This is an excellent wartime drama, set in the Burmese jungle, directed by the ever-reliable Val Guest. The brilliant Stanley Baker stars as Captain Alan Langford, a soldier who has to face two major moral dilemmas when he and his men take over a small village following a shoot-out with some Japanese soldiers.
The first dilemma occurs when the captain has to decide whether or not to execute two of the villagers in order to force an informer (Wolf Morris) to give him some vital information. The question is .... Can sacrificing two innocent people be justified it if means that many more lives will be saved in the long term? Then later, when the tables are turned and the captain and his men are captured by the Japanese, he has to choose whether to talk or else witness the execution of his own men.
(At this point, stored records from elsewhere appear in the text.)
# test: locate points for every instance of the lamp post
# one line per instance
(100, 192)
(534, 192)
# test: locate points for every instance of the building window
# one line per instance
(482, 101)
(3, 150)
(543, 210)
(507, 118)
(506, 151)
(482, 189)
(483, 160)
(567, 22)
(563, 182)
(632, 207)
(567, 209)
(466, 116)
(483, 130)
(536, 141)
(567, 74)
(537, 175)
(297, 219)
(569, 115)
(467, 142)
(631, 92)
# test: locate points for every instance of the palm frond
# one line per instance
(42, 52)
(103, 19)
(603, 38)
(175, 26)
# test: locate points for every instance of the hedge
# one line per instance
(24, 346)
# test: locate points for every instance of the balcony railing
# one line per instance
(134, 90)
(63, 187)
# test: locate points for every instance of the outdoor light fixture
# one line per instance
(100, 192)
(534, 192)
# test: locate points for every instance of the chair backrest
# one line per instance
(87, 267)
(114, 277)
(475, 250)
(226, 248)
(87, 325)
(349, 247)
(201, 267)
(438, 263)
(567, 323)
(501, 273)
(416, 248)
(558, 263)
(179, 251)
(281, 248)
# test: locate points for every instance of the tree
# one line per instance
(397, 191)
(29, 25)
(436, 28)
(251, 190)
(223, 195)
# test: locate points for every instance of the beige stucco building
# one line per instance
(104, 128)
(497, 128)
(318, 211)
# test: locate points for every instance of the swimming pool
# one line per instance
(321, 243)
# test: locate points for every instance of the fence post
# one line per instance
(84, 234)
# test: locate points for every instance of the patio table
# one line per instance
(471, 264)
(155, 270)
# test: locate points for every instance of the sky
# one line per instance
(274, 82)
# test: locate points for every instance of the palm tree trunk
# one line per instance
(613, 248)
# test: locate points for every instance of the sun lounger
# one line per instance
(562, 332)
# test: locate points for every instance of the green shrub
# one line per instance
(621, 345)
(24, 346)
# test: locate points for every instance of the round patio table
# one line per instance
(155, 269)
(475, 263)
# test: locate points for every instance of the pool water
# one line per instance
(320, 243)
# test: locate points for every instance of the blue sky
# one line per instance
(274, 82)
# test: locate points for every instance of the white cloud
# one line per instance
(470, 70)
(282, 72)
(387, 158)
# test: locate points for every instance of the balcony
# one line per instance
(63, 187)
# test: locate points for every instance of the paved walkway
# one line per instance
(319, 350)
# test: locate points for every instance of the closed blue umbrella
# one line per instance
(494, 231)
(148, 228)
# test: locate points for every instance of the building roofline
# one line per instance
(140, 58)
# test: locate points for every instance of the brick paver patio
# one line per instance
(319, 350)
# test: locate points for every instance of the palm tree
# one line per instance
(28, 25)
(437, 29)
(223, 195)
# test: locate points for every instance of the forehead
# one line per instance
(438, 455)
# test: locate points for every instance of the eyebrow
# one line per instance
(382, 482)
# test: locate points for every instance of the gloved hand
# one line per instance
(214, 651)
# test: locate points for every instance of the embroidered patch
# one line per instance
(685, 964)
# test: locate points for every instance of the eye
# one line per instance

This is a well-crafted and superbly-acted film that does not just feature scenes of combat but also examines the human aspect of war and the difficult decisions people in command sometimes have to make. The first-rate cast, headed by Stanley Baker, also includes Guy Rolfe, Leo McKern, Gordon Jackson, Bryan Forbes, David Lodge and Burt Kwouk. Apart from this impressive cast list, one of the main things that struck me about this film was the complete lack of music. However, I thought that enough tension was created without the need for any music and I found that I did not really miss it when I watched this film.
This DVD presents this 1959 black and white film in its original Megascope ratio of 2.35:1 and includes an excellent 24 page collectors booklet. If you have only ever seen some of Hammer's horror movies then I urge you to check out Yesterday's Enemy as it proves that Hammer could also make very good films in other genres as well.